July 19 — Motor boat operators on Cuba Lake have been given a warning from the lake superintendent and ranger to follow the rules of the water. Row boat-voyaging fishermen report that motor boat operators have disregarded rules on speed and a regulation which requires motor boats to pass fishing boats at a reasonable distance in order to avoid cutting the fishermen’s trolling lines. In other news, commissioners created a post-war planning committee to look at the future of the lake and handle projects for after the war ends.

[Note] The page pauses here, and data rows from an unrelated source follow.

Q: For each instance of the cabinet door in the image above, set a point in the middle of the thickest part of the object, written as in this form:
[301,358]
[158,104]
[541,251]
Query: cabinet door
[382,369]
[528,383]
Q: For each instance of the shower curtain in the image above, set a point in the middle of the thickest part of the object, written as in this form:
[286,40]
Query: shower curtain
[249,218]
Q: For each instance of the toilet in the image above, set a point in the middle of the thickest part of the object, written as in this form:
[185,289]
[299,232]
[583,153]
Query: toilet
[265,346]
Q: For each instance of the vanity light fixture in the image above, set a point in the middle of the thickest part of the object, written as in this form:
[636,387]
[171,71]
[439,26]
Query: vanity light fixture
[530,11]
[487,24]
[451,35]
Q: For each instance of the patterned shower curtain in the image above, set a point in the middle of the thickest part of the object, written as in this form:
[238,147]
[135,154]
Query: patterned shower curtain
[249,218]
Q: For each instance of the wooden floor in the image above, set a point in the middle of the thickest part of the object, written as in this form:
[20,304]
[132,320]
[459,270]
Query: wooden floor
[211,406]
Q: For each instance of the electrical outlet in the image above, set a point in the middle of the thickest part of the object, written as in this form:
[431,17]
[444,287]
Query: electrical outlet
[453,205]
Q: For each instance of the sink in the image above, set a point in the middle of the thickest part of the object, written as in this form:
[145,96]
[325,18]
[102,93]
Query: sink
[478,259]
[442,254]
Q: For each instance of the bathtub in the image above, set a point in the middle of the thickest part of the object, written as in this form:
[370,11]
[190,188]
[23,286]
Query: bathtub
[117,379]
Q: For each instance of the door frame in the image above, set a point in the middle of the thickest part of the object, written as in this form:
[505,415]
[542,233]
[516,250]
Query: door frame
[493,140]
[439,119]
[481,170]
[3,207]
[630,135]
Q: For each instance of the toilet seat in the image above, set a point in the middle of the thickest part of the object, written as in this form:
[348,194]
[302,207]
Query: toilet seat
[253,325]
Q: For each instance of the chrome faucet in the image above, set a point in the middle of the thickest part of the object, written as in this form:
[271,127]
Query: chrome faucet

July 16 — At least four different products made in Olean are on their way to the moon on Apollo 11 thanks to Hysol. The television camera used to record the first steps used a printed circuit coating, a silver filled epoxy as part of the circuitry and a clear coating to protect the identifying markings on some of the components. Another insulating compound has been used extensively in the command module to prevent sparking — the cause of the Apollo 1 fire that claimed three lives during a routine test.

July 17 — American Indian pottery dating back more than 600 years has been unearthed along the banks of the Allegheny River by Salamanca’s George McKinley Jr. Unusual markings along the rim of the Glen Meyer oblique storage vessel identify it as belonging to Eiroquis from around 1350. The fragments are in the hands of the Carnegie Museum in Pittsburgh for reassembly and inspection.

July 19 — Linda Trybus, Miss Amherst, has been crowned Miss New York during the annual pageant at Olean High School. “She’ll make a marvelous Miss New York. She’s not only beautiful outside, but inside as well,” said Pauline Holdridge, the Olean woman who hosted Trybus during her week in Olean leading up to the pageant. Trybus would place in the Top 10 in the Miss American 1970 competition that fall in Atlantic City, N.J.


July 17 — After scrapping the Friday launch over the weather, the 19th annual Great Wellsville Balloon Rally took to the skies in the early morning hours on Saturday. Another launch — in front of an estimated 22,000 spectators — took to the skies later in the day. However, the early morning Sunday launch was scrapped over heavy fog in the Genesee River valley.

July 18 — The Enchanted Mountain Stage Race ended Sunday in Olean, with most of the races decided by mere seconds. Eddy Gragus of Boulder, Colo., placed first in the Pro Elite Division by 23 second. He would go on to win the United States National Road Race Championships in 1996. Coming in second was four-time Olympian Graeme Miller of New Zealand. More than 400 riders representing 14 states and five countries participated in the event sponsored by the Olean Cycling Club.

July 19 — Cyrus, a 20-ton mobile green power generator constructed by Greenpeace, is helping power the Allegany County Fair this week. Officials hope to encourage President Bill Clinton to commit to reducing global warming emissions by 20 percent in the next decade. At the time, $32 billion was spent on fossil fuel and nuclear power plants, while only $1.5 billion was spent on all renewable energy sources combined. According to the U.S. Energy Information Administration, electricity generation in the United States in 2018 was 63.5% from fossil fuels, 19.3% from nuclear energy, and 17.1% from renewable energy sources.